Es ist schon tragisch für die ZEIT. Auf der einen Seite erweist sich alles, was sie in den letzten Jahren an neoliberaler Propaganda gebracht hat als grober Unfug und Spinnerei, die die Weltwirtschaft ruiniert haben, auf der anderen Seiten bricht ihnen jetzt zum Dank dafür die Werbung weg. Allerdings kann man gegen den Einbruch bei der Werbung etwas tun. So wie man bisher die Propaganda für die neoliberale Menschenverachtung als Inhalt verkaufte, verkauft man heute eben die Segnungen der Gentechnik.

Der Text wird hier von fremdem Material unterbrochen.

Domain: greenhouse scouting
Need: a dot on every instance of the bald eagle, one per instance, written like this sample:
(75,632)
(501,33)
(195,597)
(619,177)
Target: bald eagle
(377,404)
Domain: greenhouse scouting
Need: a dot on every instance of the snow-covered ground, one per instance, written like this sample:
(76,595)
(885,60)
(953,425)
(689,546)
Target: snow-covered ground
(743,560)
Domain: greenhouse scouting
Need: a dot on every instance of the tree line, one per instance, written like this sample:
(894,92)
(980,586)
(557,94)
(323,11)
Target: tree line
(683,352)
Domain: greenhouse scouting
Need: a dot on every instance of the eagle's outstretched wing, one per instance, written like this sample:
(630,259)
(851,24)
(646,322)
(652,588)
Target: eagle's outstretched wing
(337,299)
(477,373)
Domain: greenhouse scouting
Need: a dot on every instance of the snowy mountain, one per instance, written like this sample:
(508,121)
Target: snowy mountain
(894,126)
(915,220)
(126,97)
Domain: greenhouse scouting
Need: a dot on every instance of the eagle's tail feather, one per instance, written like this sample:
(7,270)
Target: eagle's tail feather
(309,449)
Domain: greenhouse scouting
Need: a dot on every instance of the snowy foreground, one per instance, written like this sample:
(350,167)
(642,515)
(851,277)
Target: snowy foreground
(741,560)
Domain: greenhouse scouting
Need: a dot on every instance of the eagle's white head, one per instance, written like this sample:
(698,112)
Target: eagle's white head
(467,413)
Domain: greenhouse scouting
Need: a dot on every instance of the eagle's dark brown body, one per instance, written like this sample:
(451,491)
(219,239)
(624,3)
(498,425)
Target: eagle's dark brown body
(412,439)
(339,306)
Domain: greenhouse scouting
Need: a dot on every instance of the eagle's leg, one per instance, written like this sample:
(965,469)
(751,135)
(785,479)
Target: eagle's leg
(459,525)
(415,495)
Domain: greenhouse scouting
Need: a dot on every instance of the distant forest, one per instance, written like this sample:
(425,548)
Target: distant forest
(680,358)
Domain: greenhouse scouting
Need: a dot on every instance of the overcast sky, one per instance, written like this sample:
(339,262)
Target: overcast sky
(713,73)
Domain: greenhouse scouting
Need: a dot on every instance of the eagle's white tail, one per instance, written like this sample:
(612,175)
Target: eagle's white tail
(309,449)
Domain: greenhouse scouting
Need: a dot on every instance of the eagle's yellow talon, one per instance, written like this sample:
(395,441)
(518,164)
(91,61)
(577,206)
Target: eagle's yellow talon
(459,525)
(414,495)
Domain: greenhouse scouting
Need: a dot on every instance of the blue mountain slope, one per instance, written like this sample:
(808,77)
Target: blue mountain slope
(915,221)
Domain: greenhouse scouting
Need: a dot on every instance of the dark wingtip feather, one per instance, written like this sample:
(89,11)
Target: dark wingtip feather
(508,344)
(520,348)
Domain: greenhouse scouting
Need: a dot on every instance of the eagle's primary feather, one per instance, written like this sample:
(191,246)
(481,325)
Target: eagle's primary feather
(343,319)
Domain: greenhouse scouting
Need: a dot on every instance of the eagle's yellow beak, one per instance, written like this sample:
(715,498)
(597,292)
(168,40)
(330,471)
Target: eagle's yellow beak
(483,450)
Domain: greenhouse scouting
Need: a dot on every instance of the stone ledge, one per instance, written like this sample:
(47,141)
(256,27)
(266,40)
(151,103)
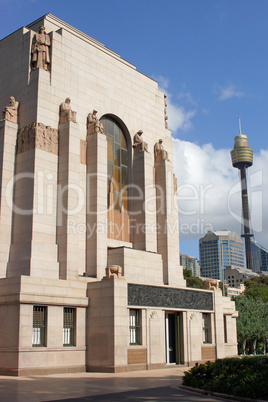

Diesmal geht es um die BASF, vor allem aber um die Genkartoffel Amflora. Während das sogenannte Interview mit BASF-Vorstand Stefan Marcinowski nicht mehr als der übliche Verlautbarungsjournalismus ist, bei dem die Aussagen, die der Werbetreibende loswerden will, mit Fragen umgarnt werden, die eher Stichworte sind, hat der Artikel von Andreas Sentker alles das, was Propaganda, die sich als mieser Journalismus tarnt, ausmacht.

So beginnt er damit die Geschichte der Sorte Linda, die wenn es nach den Plänen der raffgierigen Firma Europlant und des pflichtvergessenen Bundessortenamtes gegangen wäre, schon seit Jahren nicht mehr existierte, obwohl Ökobauern sie dringend brauchen und die Kunden sie lieben, mit der hässlichen und schädlichen Genkartoffel Amflora zu verbindem. Propagandatechnisch ist das übrigens gut gemacht. So baut er den Eindruck auf, dass es in beiden Fällen um das gleiche gehe, was es natürlich nicht tut.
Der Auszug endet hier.